Have you run check_estimator locally and tried to debug?

I would recommend that, see here: https://www.sktime.org/en/stable/developer_guide/add_estimators.html

Hi @fkiraly, I have the updated the code and majority of the issues are fixed. But still, some tests (around 12) are failing due to a common error :- ValueError('Length of names must match number of levels in MultiIndex.').

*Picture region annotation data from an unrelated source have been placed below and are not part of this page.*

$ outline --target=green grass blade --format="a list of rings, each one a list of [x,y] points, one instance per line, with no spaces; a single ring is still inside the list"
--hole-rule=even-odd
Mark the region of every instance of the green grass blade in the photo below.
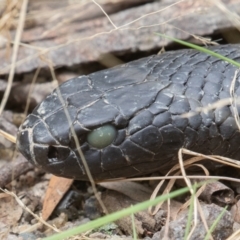
[[[188,210],[188,220],[187,220],[186,230],[185,230],[185,234],[184,234],[184,239],[188,238],[188,234],[190,233],[191,226],[192,226],[194,198],[195,198],[195,193],[196,193],[196,184],[193,185],[193,191],[194,192],[191,196],[191,204],[190,204],[189,210]]]
[[[220,221],[220,219],[223,217],[223,214],[227,211],[227,206],[222,210],[222,212],[218,215],[218,217],[216,218],[216,220],[213,222],[212,226],[210,227],[209,231],[207,232],[206,237],[204,238],[204,240],[208,240],[210,239],[210,234],[214,231],[214,229],[216,228],[218,222]]]
[[[198,186],[200,186],[200,185],[198,185]],[[127,209],[123,209],[119,212],[111,213],[107,216],[104,216],[100,219],[93,220],[93,221],[91,221],[89,223],[86,223],[82,226],[69,229],[65,232],[58,233],[58,234],[55,234],[53,236],[50,236],[50,237],[47,237],[47,238],[44,238],[44,239],[45,240],[60,240],[60,239],[68,238],[68,237],[71,237],[71,236],[74,236],[74,235],[77,235],[77,234],[81,234],[81,233],[84,233],[86,231],[89,231],[89,230],[98,228],[100,226],[103,226],[107,223],[114,222],[114,221],[116,221],[116,220],[118,220],[122,217],[126,217],[130,214],[134,214],[136,212],[145,210],[149,206],[157,205],[159,202],[166,201],[169,198],[174,198],[174,197],[179,196],[181,194],[187,193],[188,191],[189,191],[189,188],[185,187],[185,188],[176,190],[174,192],[168,193],[166,195],[159,196],[159,197],[157,197],[153,200],[148,200],[148,201],[136,204],[135,206],[129,207]]]
[[[228,63],[231,63],[231,64],[233,64],[234,66],[240,68],[240,63],[239,63],[239,62],[236,62],[236,61],[234,61],[234,60],[232,60],[232,59],[230,59],[230,58],[224,57],[224,56],[222,56],[221,54],[215,53],[215,52],[213,52],[213,51],[211,51],[211,50],[209,50],[209,49],[207,49],[207,48],[200,47],[200,46],[198,46],[198,45],[195,45],[195,44],[192,44],[192,43],[188,43],[188,42],[185,42],[185,41],[183,41],[183,40],[179,40],[179,39],[176,39],[176,38],[173,38],[173,37],[170,37],[170,36],[161,34],[161,33],[156,33],[156,34],[159,35],[159,36],[161,36],[161,37],[170,39],[170,40],[172,40],[172,41],[174,41],[174,42],[180,43],[180,44],[182,44],[182,45],[184,45],[184,46],[187,46],[187,47],[190,47],[190,48],[194,48],[194,49],[196,49],[196,50],[199,50],[200,52],[205,52],[205,53],[207,53],[207,54],[209,54],[209,55],[212,55],[212,56],[214,56],[214,57],[217,57],[217,58],[219,58],[219,59],[222,59],[222,60],[224,60],[224,61],[226,61],[226,62],[228,62]]]

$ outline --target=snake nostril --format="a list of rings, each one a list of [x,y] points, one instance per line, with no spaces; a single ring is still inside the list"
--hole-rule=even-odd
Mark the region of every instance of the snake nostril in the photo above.
[[[53,158],[58,158],[58,149],[54,146],[50,146],[48,149],[48,158],[53,159]]]

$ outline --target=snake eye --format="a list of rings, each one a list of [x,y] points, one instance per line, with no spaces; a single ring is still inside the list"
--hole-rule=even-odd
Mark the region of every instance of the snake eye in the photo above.
[[[110,145],[117,136],[117,130],[110,124],[96,128],[88,133],[87,141],[95,148],[101,149]]]

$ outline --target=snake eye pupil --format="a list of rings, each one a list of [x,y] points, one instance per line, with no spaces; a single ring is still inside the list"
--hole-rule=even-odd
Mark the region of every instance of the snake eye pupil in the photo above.
[[[92,147],[102,149],[110,145],[116,136],[116,128],[107,124],[89,132],[87,135],[87,141]]]
[[[48,158],[49,159],[54,159],[54,158],[58,158],[58,150],[56,147],[54,146],[50,146],[48,149]]]

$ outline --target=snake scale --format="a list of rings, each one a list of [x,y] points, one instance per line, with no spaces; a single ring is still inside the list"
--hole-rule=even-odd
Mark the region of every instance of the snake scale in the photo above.
[[[240,45],[210,49],[240,61]],[[232,106],[196,111],[230,97],[236,70],[187,49],[71,79],[28,115],[18,132],[18,149],[35,166],[80,180],[88,176],[71,129],[95,180],[169,167],[181,147],[240,160]],[[240,95],[238,75],[234,91]]]

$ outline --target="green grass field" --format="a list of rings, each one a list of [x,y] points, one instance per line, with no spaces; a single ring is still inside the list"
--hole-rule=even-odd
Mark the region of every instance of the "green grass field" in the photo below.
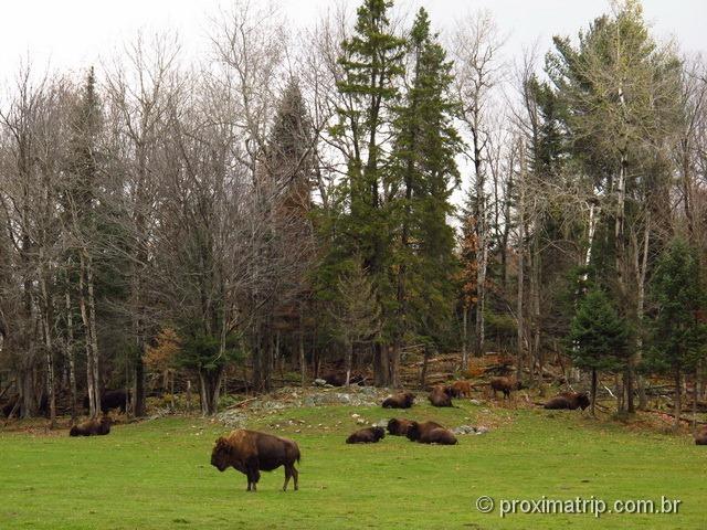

This error is inevitable for a particular test instance, the way the check_estimator tests are designed currently. Why I think so?
I'll give a very brief overview of HierarchyEnsemblerForecaster(). The hier-ensm forecaster first aggregates the data and then fits a separate forecaster either by level or by nodes. For that, it takes three arguments : 'by', 'forecasters' and 'default'.
'by' can be 'level' or 'node', 'forecasters' can be list of tuples (name, BaseForecaster, level/node) or BaseForecaster and 'default' is BaseForecaster (which is None if not specified).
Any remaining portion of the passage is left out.